Houston – Un ressortissant chinois a été arrêté pour suspicion de piratage sur plusieurs systèmes informatiques des universités américaines pour voler des recherches liées à Covid-19, ont annoncé mardi les autorités.
Xu Zewei est inculpé dans un acte d’accusation de neuf chefs d’accusation dans le district sud du Texas pour son implication présumée dans les intrusions informatiques entre février 2020 et juin 2021. Un autre ressortissant chinois, Zhang Yu, a également été inculpé dans l’acte d’accusation.
Xu a été arrêté jeudi en Italie et attend l’extradition avec les autorités américaines, a déclaré que Zhang restait en liberté.
Xu et d’autres sont accusés de cibler et de pirater plusieurs universités, immunologues et virologues basés aux États-Unis menant des recherches sur les vaccins, le traitement et les tests Covid-19, selon des documents judiciaires.
« Le piratage de ces universités américaines n’est pas seulement une violation des droits de propriété intellectuelle. C’est une attaque contre l’innovation scientifique américaine », a déclaré Nicholas J. Ganjei, avocat américain du district sud du Texas, lors d’une conférence de presse.
Les autorités ont refusé de nommer les universités ciblées mais ont déclaré que deux étaient situés dans le district sud du Texas.

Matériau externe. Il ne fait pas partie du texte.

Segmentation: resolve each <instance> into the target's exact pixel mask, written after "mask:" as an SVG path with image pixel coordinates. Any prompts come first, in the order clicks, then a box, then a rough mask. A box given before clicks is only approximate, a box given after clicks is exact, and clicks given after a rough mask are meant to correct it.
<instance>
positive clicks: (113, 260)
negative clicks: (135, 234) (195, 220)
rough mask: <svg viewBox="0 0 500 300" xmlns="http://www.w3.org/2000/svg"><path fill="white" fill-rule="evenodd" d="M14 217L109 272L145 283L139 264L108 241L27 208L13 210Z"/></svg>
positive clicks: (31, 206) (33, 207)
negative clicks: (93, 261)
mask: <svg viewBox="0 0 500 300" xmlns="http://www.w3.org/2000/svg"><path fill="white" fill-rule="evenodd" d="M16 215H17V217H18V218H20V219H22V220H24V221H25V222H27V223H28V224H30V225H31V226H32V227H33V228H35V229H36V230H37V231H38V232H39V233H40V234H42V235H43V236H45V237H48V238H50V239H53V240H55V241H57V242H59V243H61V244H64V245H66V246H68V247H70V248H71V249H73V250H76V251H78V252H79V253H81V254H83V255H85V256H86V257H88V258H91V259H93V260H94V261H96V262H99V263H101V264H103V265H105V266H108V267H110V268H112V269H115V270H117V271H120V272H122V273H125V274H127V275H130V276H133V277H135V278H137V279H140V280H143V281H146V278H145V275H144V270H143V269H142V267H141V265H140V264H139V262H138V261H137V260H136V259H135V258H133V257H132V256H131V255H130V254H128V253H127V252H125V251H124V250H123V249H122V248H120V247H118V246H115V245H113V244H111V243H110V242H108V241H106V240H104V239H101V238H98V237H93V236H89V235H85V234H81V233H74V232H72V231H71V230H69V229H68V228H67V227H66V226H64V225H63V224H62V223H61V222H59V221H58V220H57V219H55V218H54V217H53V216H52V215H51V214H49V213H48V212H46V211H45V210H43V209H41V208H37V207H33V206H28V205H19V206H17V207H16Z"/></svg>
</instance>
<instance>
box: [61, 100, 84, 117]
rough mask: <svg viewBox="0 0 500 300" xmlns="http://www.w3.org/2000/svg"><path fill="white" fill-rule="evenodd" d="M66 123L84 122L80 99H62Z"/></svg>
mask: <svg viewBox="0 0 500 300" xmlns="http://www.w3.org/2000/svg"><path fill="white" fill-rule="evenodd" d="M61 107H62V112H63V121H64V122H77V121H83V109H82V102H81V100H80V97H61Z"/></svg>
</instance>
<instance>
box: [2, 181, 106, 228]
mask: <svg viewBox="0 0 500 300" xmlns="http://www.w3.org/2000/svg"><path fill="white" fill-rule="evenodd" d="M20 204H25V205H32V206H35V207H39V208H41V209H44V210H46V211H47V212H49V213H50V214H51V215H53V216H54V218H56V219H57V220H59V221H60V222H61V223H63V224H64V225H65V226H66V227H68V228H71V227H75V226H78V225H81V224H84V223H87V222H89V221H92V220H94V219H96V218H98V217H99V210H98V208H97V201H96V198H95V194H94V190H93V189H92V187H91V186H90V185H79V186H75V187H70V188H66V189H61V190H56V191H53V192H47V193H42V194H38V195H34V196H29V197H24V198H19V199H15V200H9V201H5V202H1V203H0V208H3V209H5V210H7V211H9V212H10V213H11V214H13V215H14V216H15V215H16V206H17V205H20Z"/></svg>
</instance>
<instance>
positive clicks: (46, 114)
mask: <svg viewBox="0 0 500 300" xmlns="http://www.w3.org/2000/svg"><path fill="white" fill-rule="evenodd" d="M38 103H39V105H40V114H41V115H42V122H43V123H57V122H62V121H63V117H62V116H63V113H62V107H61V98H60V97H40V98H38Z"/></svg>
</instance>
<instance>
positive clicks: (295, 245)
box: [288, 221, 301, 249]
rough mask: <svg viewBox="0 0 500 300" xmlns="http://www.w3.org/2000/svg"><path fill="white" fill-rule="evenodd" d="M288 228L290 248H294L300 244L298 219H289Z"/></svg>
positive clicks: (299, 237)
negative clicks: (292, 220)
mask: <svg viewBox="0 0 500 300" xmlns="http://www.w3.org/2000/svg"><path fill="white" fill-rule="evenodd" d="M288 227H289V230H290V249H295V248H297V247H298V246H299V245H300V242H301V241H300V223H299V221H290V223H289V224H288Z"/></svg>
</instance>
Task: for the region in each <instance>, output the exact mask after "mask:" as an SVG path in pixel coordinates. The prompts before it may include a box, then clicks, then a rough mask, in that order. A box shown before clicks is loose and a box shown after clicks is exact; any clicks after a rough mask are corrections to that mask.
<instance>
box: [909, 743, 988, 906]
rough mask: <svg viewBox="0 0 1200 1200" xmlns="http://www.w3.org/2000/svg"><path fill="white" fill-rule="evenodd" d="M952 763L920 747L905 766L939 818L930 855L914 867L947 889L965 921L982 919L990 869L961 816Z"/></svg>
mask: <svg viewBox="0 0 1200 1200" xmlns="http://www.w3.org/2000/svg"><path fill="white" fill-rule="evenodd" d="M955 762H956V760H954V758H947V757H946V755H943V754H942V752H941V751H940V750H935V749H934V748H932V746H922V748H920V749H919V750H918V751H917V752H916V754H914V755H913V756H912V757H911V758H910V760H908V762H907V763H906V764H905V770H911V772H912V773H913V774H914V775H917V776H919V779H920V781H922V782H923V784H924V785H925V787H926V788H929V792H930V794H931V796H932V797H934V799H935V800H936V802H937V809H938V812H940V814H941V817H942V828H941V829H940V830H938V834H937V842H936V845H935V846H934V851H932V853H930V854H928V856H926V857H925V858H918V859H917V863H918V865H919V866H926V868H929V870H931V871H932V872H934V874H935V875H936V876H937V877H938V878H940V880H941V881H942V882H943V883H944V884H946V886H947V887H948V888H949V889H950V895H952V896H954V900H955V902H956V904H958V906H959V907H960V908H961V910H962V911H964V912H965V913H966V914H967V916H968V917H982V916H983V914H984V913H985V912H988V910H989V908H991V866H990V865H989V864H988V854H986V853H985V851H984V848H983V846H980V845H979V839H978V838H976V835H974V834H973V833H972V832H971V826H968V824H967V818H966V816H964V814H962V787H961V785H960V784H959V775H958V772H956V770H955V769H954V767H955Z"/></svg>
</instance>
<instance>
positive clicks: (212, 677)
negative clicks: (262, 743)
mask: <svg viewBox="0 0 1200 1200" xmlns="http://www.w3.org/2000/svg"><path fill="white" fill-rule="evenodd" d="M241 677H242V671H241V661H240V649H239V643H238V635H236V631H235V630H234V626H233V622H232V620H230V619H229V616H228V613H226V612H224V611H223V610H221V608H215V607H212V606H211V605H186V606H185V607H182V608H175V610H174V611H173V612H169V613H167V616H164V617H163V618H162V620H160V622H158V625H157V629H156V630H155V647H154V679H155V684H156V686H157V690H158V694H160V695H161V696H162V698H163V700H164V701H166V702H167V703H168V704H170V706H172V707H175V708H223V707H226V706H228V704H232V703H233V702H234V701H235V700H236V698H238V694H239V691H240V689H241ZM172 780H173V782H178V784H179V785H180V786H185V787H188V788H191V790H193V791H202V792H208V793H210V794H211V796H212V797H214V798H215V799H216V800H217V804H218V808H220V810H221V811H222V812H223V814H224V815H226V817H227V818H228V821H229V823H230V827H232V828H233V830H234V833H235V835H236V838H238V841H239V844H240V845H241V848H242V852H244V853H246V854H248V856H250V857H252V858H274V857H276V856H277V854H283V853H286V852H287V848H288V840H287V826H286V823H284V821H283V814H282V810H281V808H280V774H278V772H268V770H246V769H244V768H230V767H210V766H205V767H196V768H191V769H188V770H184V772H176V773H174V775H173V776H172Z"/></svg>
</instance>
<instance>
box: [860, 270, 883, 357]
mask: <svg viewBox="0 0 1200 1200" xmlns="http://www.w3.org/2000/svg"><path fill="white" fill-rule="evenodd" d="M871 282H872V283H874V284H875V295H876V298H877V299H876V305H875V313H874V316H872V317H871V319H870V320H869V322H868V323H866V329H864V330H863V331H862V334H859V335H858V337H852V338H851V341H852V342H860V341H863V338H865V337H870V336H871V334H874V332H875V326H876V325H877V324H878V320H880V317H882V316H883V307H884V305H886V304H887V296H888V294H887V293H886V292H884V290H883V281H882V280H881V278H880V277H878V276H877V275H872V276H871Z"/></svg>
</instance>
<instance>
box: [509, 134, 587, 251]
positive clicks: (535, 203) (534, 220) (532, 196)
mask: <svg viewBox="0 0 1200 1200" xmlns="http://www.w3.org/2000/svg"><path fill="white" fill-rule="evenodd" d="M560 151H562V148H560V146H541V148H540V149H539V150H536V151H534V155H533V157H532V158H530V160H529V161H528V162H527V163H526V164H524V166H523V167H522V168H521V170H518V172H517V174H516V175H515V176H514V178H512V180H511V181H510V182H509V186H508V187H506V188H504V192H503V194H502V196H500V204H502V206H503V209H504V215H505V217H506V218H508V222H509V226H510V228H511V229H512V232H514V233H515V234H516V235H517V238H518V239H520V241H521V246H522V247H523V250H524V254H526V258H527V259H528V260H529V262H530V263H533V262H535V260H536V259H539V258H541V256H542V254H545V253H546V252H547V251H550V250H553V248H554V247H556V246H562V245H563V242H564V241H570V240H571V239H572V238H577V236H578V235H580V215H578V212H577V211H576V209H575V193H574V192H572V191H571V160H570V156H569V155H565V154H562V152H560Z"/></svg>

Les autorités allèguent que les officiers du ministère chinois du ministère de la Sécurité des États, ou MSS, ont ordonné à Xu et à d’autres de mener le piratage.
Un porte-parole de l’ambassade chinoise à Washington n’a pas immédiatement répondu à un e-mail demandant des commentaires.
Les autorités allèguent que Xu et Zhang faisaient partie d’un groupe connu sous le nom de Hafnium, qui ciblait plus de 60 000 entités américaines, victimisant avec succès plus de 12 700 afin de voler des informations sensibles. L’un des personnes ciblées était un cabinet d’avocats dans les bureaux du monde entier, y compris à Washington, DC
Les accusations contre Xu comprennent la fraude par fil, l’obtention d’informations par un accès non autorisé aux ordinateurs protégés et le vol d’identité aggravé. Les accusations de fraude par fil ont des peines pouvant aller jusqu’à 20 ans de prison.
L’annonce de mardi arrive après Le ministère de la Justice plus tôt ce mois-ci ont déclaré que deux ressortissants chinois avaient été accusés d’espionnage aux États-Unis au nom de Pékin, notamment en prenant des photos d’une base navale.